In order to reduce NOx emissions, modern gas turbines are often equipped with lean-burn combustion systems, where the high-velocity fuel-lean conditions that limit NOx formation in combustors also inhibit the ability of ignition, high altitude relight, and lean combustion stability. To face these issues, internally staged scheme of fuel injection is proposed. Primary and main fuel staging enable fuel distribution control, multi-injections of main fuel leads to a fast and efficient mixing. A fuel-staged low emission combustor in the framework of lean-burn combustion is developed in the present study, the central pilot stage for low power conditions is swirl-cup prefilming atomization, main stage is jet-in-crossflow multi-injection, a combination of primary and main stage injection is provided for higher power output conditions. In lean-burn combustors, the swirling main air naturally tends to entrain the pilot flame and quench it at low power conditions, which is adverse to the operability specifications, such as ignition, lean blow-out, and high-altitude relight. In order to investigate the effects of the main swirl angle on combustion performances, the ignition and lean blow-out performances were evaluated in a single dome rectangular combustor. Furthermore, the spray patterns and flow field are characterized by kerosene-planar laser induced fluorescence and particle image velocimetry to provide insight into spray and combustion performances. Flow-flow interactions between pilot and main air streams, spray-flow interactions between pilot spray and main air streams, and flame-flow interactions between pilot flame and main air streams are comprehensively analyzed. The entrainment of recirculating main air streams on pilot air streams enhances with increase of main swirl angle, because of the upward motion and increasing width of main recirculation zone.
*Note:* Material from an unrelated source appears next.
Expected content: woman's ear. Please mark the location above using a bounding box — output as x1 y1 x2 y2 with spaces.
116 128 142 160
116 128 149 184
A small part of droplets are entrained by the recirculating main air streams at periphery of combustor and a majority of droplets concentrate near the centerline of combustor, making that entrainment of recirculating main air streams on pilot spray and quenching effects of recirculating main air streams on pilot flame is slight, and the quenching effects can be ignored. A follow-on paper will study the effects of venturi angle on the combustion performances.